Japanese technological research satellite

SERVIS-1, or Space Environment Reliability Verification Integrated System 1, is a Japanese satellite designed for testing the performance of commercial off-the-shelf products in the space environment. It has a mass of about 840 kg, and was launched on 30 October 2003 from the Plesetsk Cosmodrome by Eurockot, who used a Rokot rocket with a Briz-KM upper stage. The satellite was active for two years. A second satellite, SERVIS-2, was launched in 2010.

==Experiments==
Nine experiments were being conducted by SERVIS-1.

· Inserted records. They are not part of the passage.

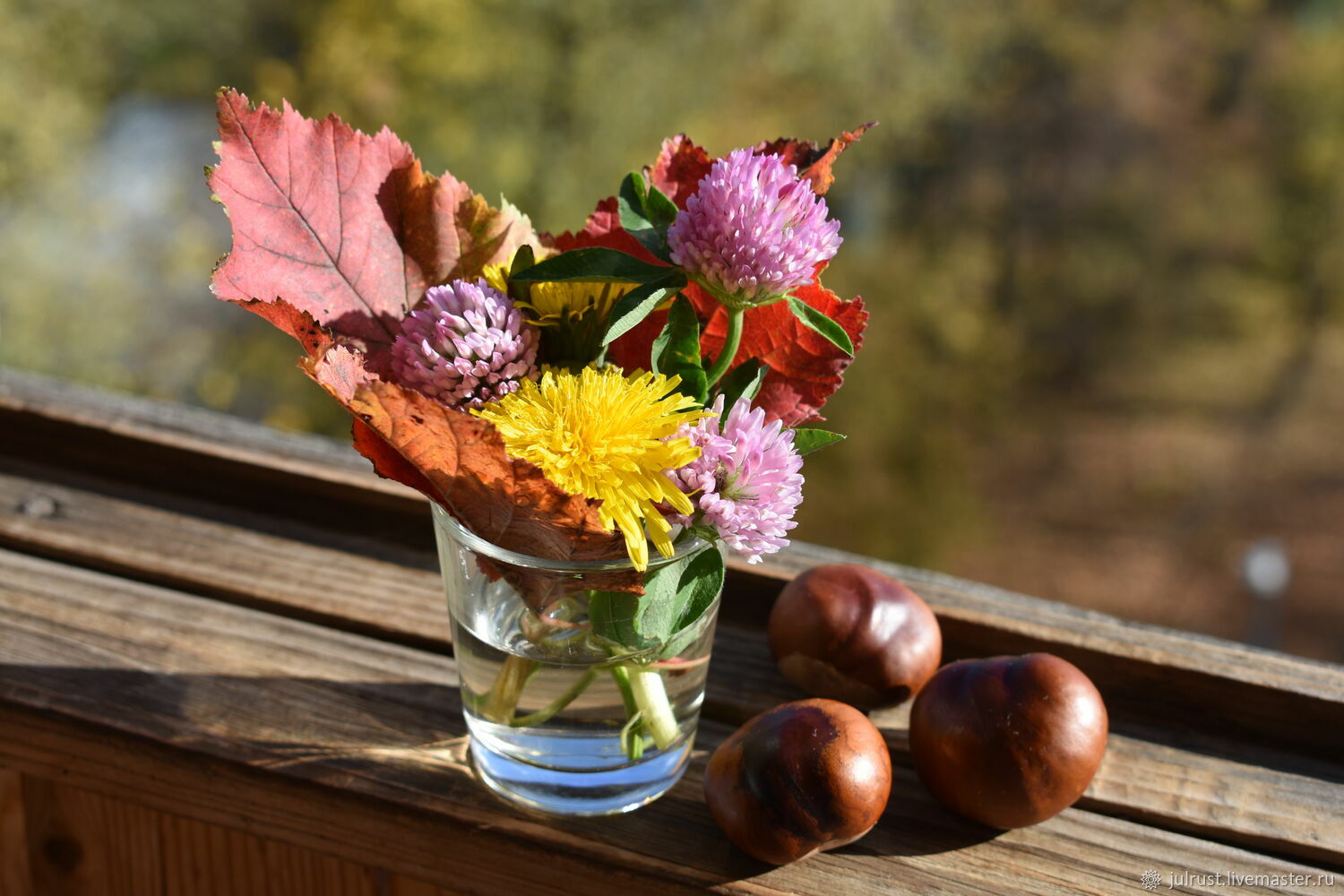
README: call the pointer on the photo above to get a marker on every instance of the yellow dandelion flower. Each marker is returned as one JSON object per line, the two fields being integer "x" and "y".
{"x": 601, "y": 435}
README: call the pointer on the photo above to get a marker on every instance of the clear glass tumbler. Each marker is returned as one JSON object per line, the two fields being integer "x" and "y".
{"x": 564, "y": 716}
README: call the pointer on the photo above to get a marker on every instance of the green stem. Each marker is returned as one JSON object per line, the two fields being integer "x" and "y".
{"x": 655, "y": 708}
{"x": 730, "y": 347}
{"x": 623, "y": 683}
{"x": 503, "y": 697}
{"x": 556, "y": 705}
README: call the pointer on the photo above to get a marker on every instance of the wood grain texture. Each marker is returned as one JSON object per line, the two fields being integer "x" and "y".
{"x": 352, "y": 745}
{"x": 15, "y": 876}
{"x": 1266, "y": 798}
{"x": 96, "y": 845}
{"x": 1182, "y": 678}
{"x": 1185, "y": 788}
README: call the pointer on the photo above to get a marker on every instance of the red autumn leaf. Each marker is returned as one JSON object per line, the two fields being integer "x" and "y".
{"x": 679, "y": 168}
{"x": 604, "y": 228}
{"x": 504, "y": 500}
{"x": 387, "y": 462}
{"x": 343, "y": 225}
{"x": 806, "y": 368}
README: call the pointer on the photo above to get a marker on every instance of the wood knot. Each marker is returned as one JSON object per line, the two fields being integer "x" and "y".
{"x": 39, "y": 506}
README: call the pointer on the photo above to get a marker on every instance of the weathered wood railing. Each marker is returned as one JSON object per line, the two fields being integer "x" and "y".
{"x": 225, "y": 668}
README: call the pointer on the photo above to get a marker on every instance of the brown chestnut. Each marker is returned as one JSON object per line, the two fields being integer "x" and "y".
{"x": 1008, "y": 740}
{"x": 800, "y": 778}
{"x": 849, "y": 633}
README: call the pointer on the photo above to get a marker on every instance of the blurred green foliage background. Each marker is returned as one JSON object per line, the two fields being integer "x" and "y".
{"x": 1102, "y": 242}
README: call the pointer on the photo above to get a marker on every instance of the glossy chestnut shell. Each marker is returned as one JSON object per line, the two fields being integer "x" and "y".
{"x": 1008, "y": 740}
{"x": 851, "y": 633}
{"x": 800, "y": 778}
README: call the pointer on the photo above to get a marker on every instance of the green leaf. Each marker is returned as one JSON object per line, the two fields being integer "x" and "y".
{"x": 819, "y": 323}
{"x": 640, "y": 301}
{"x": 808, "y": 441}
{"x": 702, "y": 583}
{"x": 676, "y": 351}
{"x": 523, "y": 258}
{"x": 742, "y": 381}
{"x": 594, "y": 265}
{"x": 675, "y": 597}
{"x": 647, "y": 214}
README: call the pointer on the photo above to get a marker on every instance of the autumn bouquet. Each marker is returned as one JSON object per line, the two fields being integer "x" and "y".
{"x": 577, "y": 397}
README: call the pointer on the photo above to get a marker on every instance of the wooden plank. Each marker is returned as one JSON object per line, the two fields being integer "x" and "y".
{"x": 94, "y": 845}
{"x": 1258, "y": 696}
{"x": 1185, "y": 788}
{"x": 15, "y": 874}
{"x": 245, "y": 560}
{"x": 1285, "y": 805}
{"x": 354, "y": 745}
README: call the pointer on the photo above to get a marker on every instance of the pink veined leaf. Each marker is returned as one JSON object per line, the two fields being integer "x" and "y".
{"x": 343, "y": 225}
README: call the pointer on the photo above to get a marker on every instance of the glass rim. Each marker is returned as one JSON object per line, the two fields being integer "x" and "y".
{"x": 480, "y": 546}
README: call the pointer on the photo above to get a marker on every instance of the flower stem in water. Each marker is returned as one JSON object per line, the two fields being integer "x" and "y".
{"x": 556, "y": 705}
{"x": 655, "y": 710}
{"x": 503, "y": 697}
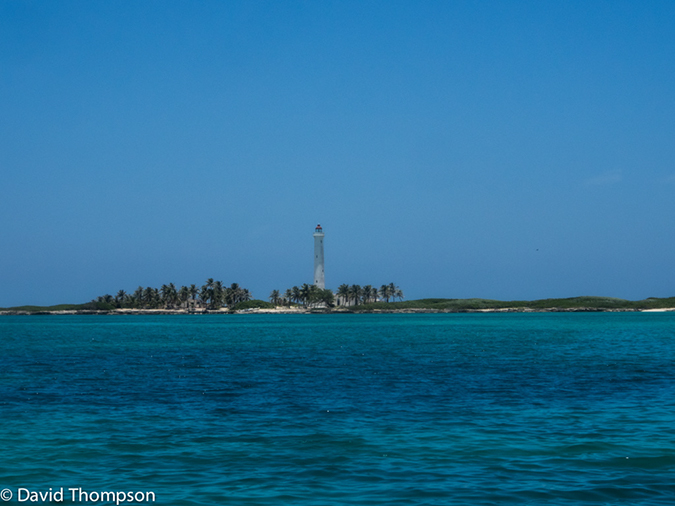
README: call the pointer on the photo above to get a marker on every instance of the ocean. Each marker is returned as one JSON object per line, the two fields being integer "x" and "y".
{"x": 345, "y": 409}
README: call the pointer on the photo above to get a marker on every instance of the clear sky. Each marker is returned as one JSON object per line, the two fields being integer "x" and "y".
{"x": 496, "y": 149}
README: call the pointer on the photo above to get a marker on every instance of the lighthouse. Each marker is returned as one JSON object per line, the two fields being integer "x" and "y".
{"x": 319, "y": 279}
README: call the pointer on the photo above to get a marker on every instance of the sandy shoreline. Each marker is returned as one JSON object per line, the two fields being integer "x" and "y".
{"x": 299, "y": 310}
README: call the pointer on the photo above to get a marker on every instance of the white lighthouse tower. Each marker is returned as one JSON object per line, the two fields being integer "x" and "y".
{"x": 319, "y": 279}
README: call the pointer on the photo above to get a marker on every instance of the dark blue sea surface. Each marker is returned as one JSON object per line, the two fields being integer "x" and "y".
{"x": 475, "y": 409}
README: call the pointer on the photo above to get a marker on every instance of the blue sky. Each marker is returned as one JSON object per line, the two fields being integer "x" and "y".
{"x": 508, "y": 150}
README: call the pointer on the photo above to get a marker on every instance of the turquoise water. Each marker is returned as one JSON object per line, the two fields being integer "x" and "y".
{"x": 475, "y": 409}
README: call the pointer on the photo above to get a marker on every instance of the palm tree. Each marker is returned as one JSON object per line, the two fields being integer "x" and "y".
{"x": 296, "y": 294}
{"x": 120, "y": 298}
{"x": 194, "y": 291}
{"x": 343, "y": 294}
{"x": 355, "y": 293}
{"x": 218, "y": 294}
{"x": 385, "y": 292}
{"x": 184, "y": 295}
{"x": 367, "y": 293}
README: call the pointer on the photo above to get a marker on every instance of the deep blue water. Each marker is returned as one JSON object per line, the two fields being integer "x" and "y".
{"x": 474, "y": 409}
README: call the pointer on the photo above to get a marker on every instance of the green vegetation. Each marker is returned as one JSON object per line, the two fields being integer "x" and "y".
{"x": 592, "y": 303}
{"x": 354, "y": 298}
{"x": 252, "y": 304}
{"x": 307, "y": 295}
{"x": 346, "y": 295}
{"x": 212, "y": 295}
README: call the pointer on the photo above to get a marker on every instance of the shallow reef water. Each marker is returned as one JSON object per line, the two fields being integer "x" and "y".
{"x": 358, "y": 409}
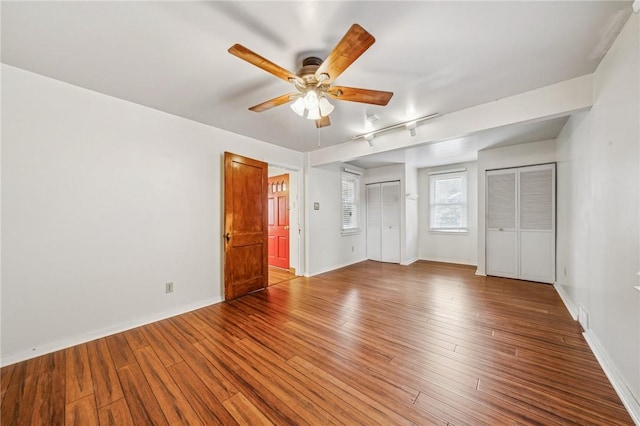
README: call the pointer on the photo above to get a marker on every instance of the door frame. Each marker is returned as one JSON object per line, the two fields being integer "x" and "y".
{"x": 297, "y": 220}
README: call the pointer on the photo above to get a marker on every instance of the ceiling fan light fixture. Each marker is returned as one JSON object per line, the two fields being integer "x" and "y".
{"x": 325, "y": 107}
{"x": 298, "y": 107}
{"x": 314, "y": 114}
{"x": 310, "y": 100}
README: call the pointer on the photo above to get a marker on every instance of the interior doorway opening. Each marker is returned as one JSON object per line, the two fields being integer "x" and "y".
{"x": 285, "y": 229}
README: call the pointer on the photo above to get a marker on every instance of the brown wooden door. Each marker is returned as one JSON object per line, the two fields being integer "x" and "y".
{"x": 278, "y": 190}
{"x": 245, "y": 225}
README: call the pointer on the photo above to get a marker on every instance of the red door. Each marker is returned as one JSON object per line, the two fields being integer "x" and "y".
{"x": 278, "y": 196}
{"x": 245, "y": 225}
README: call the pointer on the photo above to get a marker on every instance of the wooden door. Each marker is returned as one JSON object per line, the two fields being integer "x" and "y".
{"x": 278, "y": 196}
{"x": 245, "y": 225}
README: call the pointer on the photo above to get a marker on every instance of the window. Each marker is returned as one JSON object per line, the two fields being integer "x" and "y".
{"x": 350, "y": 202}
{"x": 448, "y": 202}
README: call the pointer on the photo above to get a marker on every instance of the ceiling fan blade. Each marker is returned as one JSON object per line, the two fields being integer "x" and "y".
{"x": 353, "y": 94}
{"x": 353, "y": 44}
{"x": 253, "y": 58}
{"x": 323, "y": 122}
{"x": 271, "y": 103}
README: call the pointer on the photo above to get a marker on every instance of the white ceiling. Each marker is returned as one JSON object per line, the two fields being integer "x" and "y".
{"x": 435, "y": 56}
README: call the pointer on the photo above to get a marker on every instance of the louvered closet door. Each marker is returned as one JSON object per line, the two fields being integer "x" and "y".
{"x": 374, "y": 222}
{"x": 501, "y": 242}
{"x": 537, "y": 223}
{"x": 391, "y": 222}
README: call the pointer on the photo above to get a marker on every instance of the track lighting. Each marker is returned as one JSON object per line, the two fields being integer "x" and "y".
{"x": 409, "y": 125}
{"x": 369, "y": 138}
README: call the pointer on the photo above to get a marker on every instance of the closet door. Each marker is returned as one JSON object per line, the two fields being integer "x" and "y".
{"x": 374, "y": 222}
{"x": 521, "y": 231}
{"x": 390, "y": 222}
{"x": 537, "y": 223}
{"x": 502, "y": 238}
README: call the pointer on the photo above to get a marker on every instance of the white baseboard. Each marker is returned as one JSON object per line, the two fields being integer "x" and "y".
{"x": 446, "y": 260}
{"x": 108, "y": 331}
{"x": 628, "y": 400}
{"x": 332, "y": 268}
{"x": 573, "y": 310}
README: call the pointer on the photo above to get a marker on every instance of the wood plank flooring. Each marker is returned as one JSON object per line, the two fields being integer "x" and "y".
{"x": 373, "y": 344}
{"x": 278, "y": 275}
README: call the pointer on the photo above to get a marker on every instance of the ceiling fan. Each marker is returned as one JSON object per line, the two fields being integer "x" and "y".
{"x": 314, "y": 80}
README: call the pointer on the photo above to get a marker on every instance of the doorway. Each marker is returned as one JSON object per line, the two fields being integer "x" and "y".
{"x": 284, "y": 223}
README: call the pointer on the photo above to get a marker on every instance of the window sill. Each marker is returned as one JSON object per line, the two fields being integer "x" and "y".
{"x": 449, "y": 231}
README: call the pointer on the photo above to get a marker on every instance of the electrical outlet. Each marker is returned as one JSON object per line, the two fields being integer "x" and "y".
{"x": 583, "y": 317}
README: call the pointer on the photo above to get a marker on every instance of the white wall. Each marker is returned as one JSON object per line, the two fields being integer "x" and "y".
{"x": 104, "y": 201}
{"x": 443, "y": 247}
{"x": 412, "y": 216}
{"x": 326, "y": 246}
{"x": 599, "y": 214}
{"x": 509, "y": 156}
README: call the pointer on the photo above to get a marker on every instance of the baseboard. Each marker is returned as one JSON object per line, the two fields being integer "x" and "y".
{"x": 445, "y": 260}
{"x": 573, "y": 310}
{"x": 332, "y": 268}
{"x": 628, "y": 400}
{"x": 108, "y": 331}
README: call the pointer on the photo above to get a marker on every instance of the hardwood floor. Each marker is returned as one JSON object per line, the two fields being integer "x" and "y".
{"x": 278, "y": 275}
{"x": 373, "y": 343}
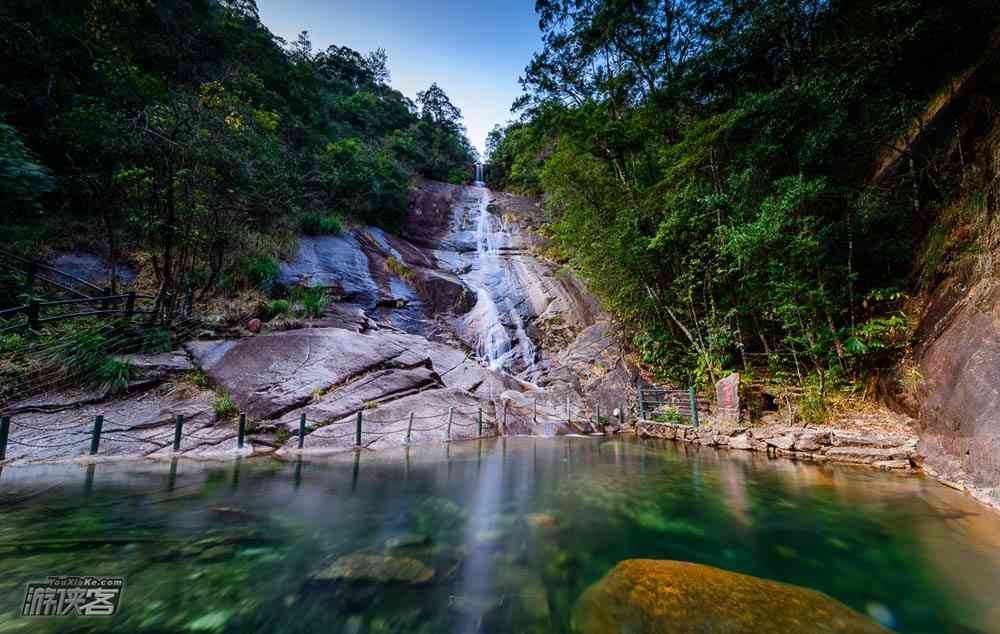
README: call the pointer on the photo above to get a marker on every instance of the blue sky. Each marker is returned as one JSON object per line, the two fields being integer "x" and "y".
{"x": 475, "y": 50}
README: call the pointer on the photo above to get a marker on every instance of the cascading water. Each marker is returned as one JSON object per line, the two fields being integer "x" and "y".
{"x": 497, "y": 287}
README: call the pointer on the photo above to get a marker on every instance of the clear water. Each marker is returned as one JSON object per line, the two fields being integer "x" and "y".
{"x": 515, "y": 530}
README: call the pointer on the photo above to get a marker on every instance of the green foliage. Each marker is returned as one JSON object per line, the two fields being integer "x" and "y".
{"x": 399, "y": 269}
{"x": 263, "y": 272}
{"x": 278, "y": 307}
{"x": 189, "y": 132}
{"x": 712, "y": 181}
{"x": 113, "y": 375}
{"x": 316, "y": 225}
{"x": 224, "y": 406}
{"x": 156, "y": 340}
{"x": 310, "y": 302}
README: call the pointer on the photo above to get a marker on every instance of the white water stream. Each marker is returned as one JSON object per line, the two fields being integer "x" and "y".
{"x": 503, "y": 343}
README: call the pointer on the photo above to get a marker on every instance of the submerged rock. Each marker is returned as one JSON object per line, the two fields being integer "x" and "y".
{"x": 661, "y": 597}
{"x": 370, "y": 568}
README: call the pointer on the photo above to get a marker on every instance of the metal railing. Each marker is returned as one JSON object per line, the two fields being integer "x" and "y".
{"x": 100, "y": 429}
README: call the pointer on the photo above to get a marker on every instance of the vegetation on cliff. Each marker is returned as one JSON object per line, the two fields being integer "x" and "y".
{"x": 707, "y": 166}
{"x": 185, "y": 131}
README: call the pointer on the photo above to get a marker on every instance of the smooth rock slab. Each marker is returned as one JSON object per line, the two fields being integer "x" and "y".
{"x": 270, "y": 374}
{"x": 370, "y": 568}
{"x": 645, "y": 596}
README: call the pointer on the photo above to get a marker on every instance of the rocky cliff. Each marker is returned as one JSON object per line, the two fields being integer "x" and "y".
{"x": 951, "y": 381}
{"x": 451, "y": 317}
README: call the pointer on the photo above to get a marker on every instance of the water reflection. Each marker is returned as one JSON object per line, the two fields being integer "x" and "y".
{"x": 512, "y": 532}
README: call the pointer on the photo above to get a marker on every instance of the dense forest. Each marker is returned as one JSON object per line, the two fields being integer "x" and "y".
{"x": 184, "y": 134}
{"x": 707, "y": 166}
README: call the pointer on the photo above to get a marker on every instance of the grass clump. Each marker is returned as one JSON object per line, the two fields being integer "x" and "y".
{"x": 310, "y": 302}
{"x": 225, "y": 407}
{"x": 263, "y": 272}
{"x": 319, "y": 225}
{"x": 278, "y": 307}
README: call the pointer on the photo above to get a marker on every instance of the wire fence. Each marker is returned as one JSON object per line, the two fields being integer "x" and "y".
{"x": 94, "y": 435}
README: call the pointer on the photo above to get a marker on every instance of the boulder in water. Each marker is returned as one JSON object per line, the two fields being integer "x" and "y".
{"x": 372, "y": 568}
{"x": 655, "y": 596}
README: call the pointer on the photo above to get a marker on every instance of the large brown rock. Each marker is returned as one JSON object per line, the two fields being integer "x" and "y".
{"x": 959, "y": 357}
{"x": 661, "y": 597}
{"x": 271, "y": 374}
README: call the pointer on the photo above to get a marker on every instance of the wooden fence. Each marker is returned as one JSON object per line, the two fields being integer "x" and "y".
{"x": 94, "y": 301}
{"x": 652, "y": 401}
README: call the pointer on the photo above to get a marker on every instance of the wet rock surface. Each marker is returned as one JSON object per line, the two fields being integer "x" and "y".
{"x": 412, "y": 319}
{"x": 372, "y": 568}
{"x": 644, "y": 596}
{"x": 889, "y": 450}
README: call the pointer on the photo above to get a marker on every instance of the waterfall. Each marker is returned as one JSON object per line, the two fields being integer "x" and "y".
{"x": 498, "y": 289}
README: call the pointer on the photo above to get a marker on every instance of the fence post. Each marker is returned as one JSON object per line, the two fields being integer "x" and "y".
{"x": 32, "y": 271}
{"x": 4, "y": 433}
{"x": 33, "y": 316}
{"x": 694, "y": 406}
{"x": 95, "y": 441}
{"x": 178, "y": 427}
{"x": 130, "y": 306}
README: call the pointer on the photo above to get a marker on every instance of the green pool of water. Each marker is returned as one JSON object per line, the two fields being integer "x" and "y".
{"x": 513, "y": 531}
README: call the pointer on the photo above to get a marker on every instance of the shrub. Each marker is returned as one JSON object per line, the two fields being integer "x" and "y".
{"x": 263, "y": 272}
{"x": 278, "y": 307}
{"x": 157, "y": 340}
{"x": 225, "y": 407}
{"x": 113, "y": 375}
{"x": 396, "y": 267}
{"x": 317, "y": 225}
{"x": 311, "y": 301}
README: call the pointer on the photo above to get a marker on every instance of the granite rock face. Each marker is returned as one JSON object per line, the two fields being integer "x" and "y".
{"x": 959, "y": 359}
{"x": 644, "y": 596}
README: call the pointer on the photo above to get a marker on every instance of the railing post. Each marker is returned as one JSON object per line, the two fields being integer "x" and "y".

| Name | Full name | Description | Remarks |
|---|---|---|---|
| VTS | Vane-type Propellant Tank System |  |  |
| INU | Integrated Navigation Unit |  |  |
| PCDS | Power Control and Distribution Unit |  |  |
| APDM | Advanced Paddle Drive Mechanism |  |  |
| ATTC | Advanced Tracking Telemetry and Command Transponder |  |  |
| OBC | On Board Computer |  |  |
| SIS | Integrated Satellite Controller with Star Sensor |  |  |
| LIB | Lithium Ion Battery System |  |  |
| FOIRU | Fibre Optic Gyro Inertial Reference Unit |  |  |

== Results from the mission ==
All the modules on the satellite worked as planned. The mission tested a number of electronic components, and determined that the rate of single-event upsets at its 1000 km orbit was substantially less than had been expected from tests using heavy ion bombardment on the ground.